You know you’re supposed to exercise most days of the week in some form or fashion, but one of the more confusing aspects of working out is what about rest days? How many rest days should you take and what does ‘resting’ mean? No, it’s not couching it all day…sorry.
What Is a Rest Day?
The first thing you should know about rest days is that they are really, really important. Yes, the workouts are where you burn the calories and lift the weights and do all the work you need to change your body. But the rest days? That’s where the behind-the-scenes work happens.
In fact, the rest days, those days when you recover from you workouts, are when your body makes the most progress. Exercise is kind of like stress to your body, but in a good way.
You need to put that stress on your body if you want to lose weight and get fit. But, your body needs time to adapt to that stress and that’s where your rest days come in. This is the time your body rebuilds muscles, bones, nerves and connective tissue.
It’s also a great mental break as well, especially if you tend to work out every single day.
Okay, you now have permission to take rest days, but what exactly do you do?
Rest vs. Active Rest
Believe it or not, there are different ways to rest and you’ll choose one or the other based on how you feel and the workouts you’ve done.
An exercise rest day doesn’t necessarily mean lying motionless for hours while watching Netflix (although there is a time and place for binge-watching, in my opinion). It just means that you’re not doing any structured exercise, but you’re still moving around. Moving around increases circulation which helps your body recover and grow stronger and fitter.
Moving around increases circulation which helps your body recover and grow stronger and fitter.
On a rest day you might do small things throughout the day just to stay moving, like:
- Take the stairs
- Set an alarm to stand up every hour
- Take a few leisurely walks
- Walk your dog or play with him/her in the yard
- Do some grocery shopping
When to Take a Rest Day
So, how do you know if you need a rest day? That’s pretty easy – If you really feel like you need it. I would recommend a rest day if:
- You’re really sore – Some stiffness and soreness is normal, but if you can barely move, you may need several days off
- You’re exhausted – Sometimes rest is better than exercise when you’re really tired
- You’re not feeling great – A rest day is what you need if you don’t feel good or maybe you’re coming down with a cold
- You just need a break – Sometimes your mind needs a break more than your body, which is fine as long as you don’t take too many days off
Now, active rest is a little different. As the name suggests, it’s not as leisurely as a rest day, but nor is it as intense as a workout day.

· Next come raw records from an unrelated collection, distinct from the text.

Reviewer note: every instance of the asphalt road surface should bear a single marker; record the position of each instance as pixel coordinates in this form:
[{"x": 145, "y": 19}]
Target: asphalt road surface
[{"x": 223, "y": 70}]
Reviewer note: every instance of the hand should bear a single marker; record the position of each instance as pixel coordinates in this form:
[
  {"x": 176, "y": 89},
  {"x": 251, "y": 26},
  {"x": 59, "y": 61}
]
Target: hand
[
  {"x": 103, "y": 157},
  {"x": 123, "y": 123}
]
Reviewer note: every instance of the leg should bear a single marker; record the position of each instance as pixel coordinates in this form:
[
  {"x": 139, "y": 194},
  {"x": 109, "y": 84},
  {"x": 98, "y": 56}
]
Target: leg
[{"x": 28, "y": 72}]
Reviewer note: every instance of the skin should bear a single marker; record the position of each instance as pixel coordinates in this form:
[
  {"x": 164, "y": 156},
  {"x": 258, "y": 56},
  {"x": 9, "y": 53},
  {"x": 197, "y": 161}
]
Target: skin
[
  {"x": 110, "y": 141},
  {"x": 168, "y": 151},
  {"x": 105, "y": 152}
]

Here are some ideas for what to do on an active rest day:
- Take several brisk walks throughout the day
- Do some stretching or yoga
- Do some light cardio
- Do something physical – Cut the grass, rake leaves, wash the car, wash my car, etc.
What You Need an Active Rest
An active rest day is a great option if your body (or mind) needs a break, but you still have enough energy to do something more than just puttering around. The more you can move around, the better.
How Much is Too Much
Of course, there’s a small window there that, if you take too many days off, it’s like you’re starting all over. If you’re very sore, try active rest days until you’re not sore anymore. Beyond that, here’s what happens when you take a
- In 3 weeks, you lose about 5-10% of your aerobic power – it takes about 2 months to completely lose all gains, so you’ve got some wiggle room
- Muscular strength and endurance lasts longer than aerobic fitness. Muscles retain a memory of exercises for weeks or even months, but if you take more than a week off, you’ll probably experience some soreness when you get back to your workouts
The bottom line? There’s no right answer to how much rest you need since we’re all different. You may need to experiment but the best thing you can do is pay attention to your body and what it’s telling you.